Thanks for flagging this. I will check with @ovasileva about which of the two are more important from a product perspective, but I guess we will want to drop the page titles and keep the session-related data. (CC @phuedx )

@Tbayer: Did anything come of this conversation?

Thanks for flagging this. I will check with @ovasileva about which of the two are more important from a product perspective, but I guess we will want to drop the page titles and keep the session-related data. (CC @phuedx )

@Tbayer: Did anything come of this conversation?

I put it on the agenda for our regular check-in meeting, which hasn't yet happened since T207670#4687248 but will on Monday.

ovasileva triaged this task as Medium priority.Nov 5 2018, 7:33 PM

Thanks for flagging this. I will check with @ovasileva about which of the two are more important from a product perspective, but I guess we will want to drop the page titles and keep the session-related data. (CC @phuedx )

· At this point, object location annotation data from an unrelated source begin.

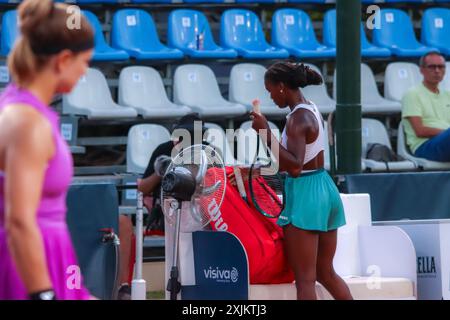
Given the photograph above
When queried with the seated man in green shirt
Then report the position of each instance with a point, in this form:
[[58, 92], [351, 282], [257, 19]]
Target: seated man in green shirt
[[426, 109]]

discussed this with @Tbayer and we decided to keep session id and stop collecting page id

discussed this with @Tbayer and we decided to keep session id and stop collecting page id

Did you mean "keeping page ID" here? If you meant "collecting page ID", then we'll need to queue up a change to the Page Previews codebase to remove that field.

Change 471980 had a related patch set uploaded (by HaeB; owner: HaeB):
[analytics/refinery@master] Remove page IDs and titles from Popups whitelist

https://gerrit.wikimedia.org/r/471980

discussed this with @Tbayer and we decided to keep session id and stop collecting page id

Did you mean "keeping page ID" here? If you meant "collecting page ID", then we'll need to queue up a change to the Page Previews codebase to remove that field.

Indeed, as mentioned in the task's name and description, this is about retaining data beyond 90 days, see https://wikitech.wikimedia.org/wiki/Analytics/Systems/EventLogging/Data_retention_and_auto-purging. I.e. we decided to stop retaining page IDs (beyond 90 days). I have submitted a patch to remove pageIdSource, pageTitleHover, and pageTitleSource from the whitelist.

This comment was removed by Tbayer.

not sure what to do with this one in the needs analysis column @ovasileva + @phuedx - is this something the team needs to estimate and work on or is is this work @Tbayer is carrying out?

Change 471980 merged by Nuria:
[analytics/refinery@master] Remove page IDs and titles from Popups whitelist

https://gerrit.wikimedia.org/r/471980

@Nuria can we close out this task? Is there any other work that needs to be done on the Product Analytics side?